Mais vendre une maison figée dans le temps peut être un défi. « Je savais qu’il y aurait de l’engouement à cause de l’époque de la maison, mais je n’étais pas certaine parce qu’on a beaucoup de premiers ou deuxièmes acheteurs qui veulent vraiment de l’ultramoderne, constate Mme Audet. Je ne voulais pas avoir un entrepreneur qui arriverait ici pour tout raser.
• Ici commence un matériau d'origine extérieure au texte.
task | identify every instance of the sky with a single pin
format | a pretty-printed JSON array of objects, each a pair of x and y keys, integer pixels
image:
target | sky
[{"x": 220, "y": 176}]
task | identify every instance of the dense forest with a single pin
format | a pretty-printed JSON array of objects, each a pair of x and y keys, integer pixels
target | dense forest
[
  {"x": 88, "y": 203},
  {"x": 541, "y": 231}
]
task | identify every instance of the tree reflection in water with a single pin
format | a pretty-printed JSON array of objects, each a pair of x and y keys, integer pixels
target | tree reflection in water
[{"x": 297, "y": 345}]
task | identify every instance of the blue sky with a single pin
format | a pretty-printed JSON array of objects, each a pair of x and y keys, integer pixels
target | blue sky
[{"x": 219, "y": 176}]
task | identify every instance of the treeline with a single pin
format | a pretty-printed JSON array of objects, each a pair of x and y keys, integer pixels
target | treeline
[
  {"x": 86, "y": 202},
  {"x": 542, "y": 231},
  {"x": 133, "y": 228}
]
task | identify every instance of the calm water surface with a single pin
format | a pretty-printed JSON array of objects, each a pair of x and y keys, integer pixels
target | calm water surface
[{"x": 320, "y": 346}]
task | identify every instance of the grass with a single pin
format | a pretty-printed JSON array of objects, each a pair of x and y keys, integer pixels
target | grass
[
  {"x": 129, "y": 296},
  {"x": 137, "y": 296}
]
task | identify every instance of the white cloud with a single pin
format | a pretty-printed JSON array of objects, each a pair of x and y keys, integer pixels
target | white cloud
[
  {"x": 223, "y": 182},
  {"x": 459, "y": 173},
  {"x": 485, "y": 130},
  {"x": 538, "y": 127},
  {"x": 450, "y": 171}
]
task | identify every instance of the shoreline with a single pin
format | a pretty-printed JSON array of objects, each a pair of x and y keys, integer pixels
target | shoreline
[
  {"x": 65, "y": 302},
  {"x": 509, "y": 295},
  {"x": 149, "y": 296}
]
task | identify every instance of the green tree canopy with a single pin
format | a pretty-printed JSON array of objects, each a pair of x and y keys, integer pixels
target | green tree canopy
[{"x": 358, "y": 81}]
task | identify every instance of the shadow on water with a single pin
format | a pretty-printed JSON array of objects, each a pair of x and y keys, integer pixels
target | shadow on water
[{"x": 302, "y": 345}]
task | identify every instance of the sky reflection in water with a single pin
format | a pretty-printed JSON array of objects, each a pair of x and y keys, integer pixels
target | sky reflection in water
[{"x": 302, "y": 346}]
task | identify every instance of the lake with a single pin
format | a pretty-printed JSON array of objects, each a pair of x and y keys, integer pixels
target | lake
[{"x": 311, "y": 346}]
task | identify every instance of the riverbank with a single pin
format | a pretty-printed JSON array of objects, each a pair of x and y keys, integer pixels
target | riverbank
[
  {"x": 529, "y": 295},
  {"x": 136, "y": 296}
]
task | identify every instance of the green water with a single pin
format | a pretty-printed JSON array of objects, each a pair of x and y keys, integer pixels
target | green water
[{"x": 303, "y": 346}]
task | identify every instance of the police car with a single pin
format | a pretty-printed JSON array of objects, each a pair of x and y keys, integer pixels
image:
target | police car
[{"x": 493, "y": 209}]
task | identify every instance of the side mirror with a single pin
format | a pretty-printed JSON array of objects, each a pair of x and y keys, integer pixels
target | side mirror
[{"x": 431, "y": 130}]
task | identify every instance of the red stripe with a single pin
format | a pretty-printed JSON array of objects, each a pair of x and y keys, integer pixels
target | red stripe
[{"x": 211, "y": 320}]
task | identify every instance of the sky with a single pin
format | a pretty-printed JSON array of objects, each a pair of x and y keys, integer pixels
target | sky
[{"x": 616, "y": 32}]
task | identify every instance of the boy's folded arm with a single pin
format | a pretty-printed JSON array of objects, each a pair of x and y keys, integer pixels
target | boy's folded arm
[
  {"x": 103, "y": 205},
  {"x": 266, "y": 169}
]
Je savais qu’elle [la propriétaire] ne voudrait pas ça. »
Dix visites et une offre d’achat
Or, de l’engouement, il y en a eu. Dès sa mise en ligne, la fiche de l’inscription a été beaucoup partagée sur les réseaux sociaux. En une semaine, une dizaine de visites ont eu lieu et une offre a été déposée. Les négociations étaient toujours en cours au moment d’écrire ces lignes.
« La plupart des gens qui sont venus sont des gens qui aiment beaucoup les anciennes maisons et qui veulent conserver cet héritage-là », souligne Mme Audet.
La courtière a aussi reçu plusieurs appels de gens désireux d’acheter des morceaux du décor. Les personnes intéressées seront mises en contact avec la propriétaire une fois la vente complétée. Certaines pièces pourraient aussi se retrouver à l’encan.
« Ça se fait une étape à la fois, dit celle qui a emménagé dans une résidence pour aînés il y a deux mois. J’ai une attache sentimentale à ma maison qui est difficile à faire disparaître. Mais j’ai une consolation. J’ai meublé tout mon appartement avec des meubles d’ici. C’est comme si j’étais chez moi. » Le temps est venu, dit-elle, de passer le flambeau à une famille qui, elle l’espère, ne fera pas table rase du passé.